As a starting point to the discussion of the ordinary or reasonable motorist, we emphasize that the failure to discuss a relevant factor in depth, or even at all, is not itself a sufficient basis for an appellate court to reconsider the evidence. This was made clear by the recent decision of Van de Perre, supra, where Bastarache J. says, at para. 15:

...omissions in the reasons will not necessarily mean that the appellate court has jurisdiction to review the evidence heard at trial. As stated in Van Mol (Guardian ad litem of) v. Ashmore (1999), 168 D.L.R. (4th) 637 (B.C.C.A.) leave to appeal ref’d [2000] 1 S.C.R. vi, an omission is only a material error if it gives rise to the reasoned belief that the trial judge must have forgotten, ignored, or misconceived the evidence in a way that affected his conclusion. Without this reasoned belief, the appellate court cannot reconsider the evidence.

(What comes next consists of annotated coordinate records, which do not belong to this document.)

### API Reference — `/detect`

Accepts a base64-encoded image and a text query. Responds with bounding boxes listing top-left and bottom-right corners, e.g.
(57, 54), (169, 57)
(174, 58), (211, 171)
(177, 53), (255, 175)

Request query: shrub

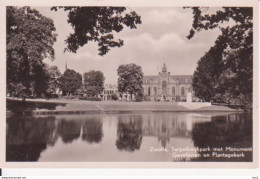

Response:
(144, 95), (151, 101)
(135, 93), (144, 102)
(111, 93), (118, 101)
(79, 97), (101, 101)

[14]        The majority of the Court held that the failure of the trial judge to conduct a more in-depth analysis and relying on the evidence of some witnesses and not on the conflicting evidence of other witnesses was insufficient proof that she “forgot, ignored, or misconceived” the evidence.  Iacobucci J. said (at para. 46):

The full record was before the trial judge and we can presume that she reviewed all of it, absent further proof that the trial judge forgot, ignored, or misapprehended the evidence, leading to an error of law.

[15]        Those principles are applicable in this case.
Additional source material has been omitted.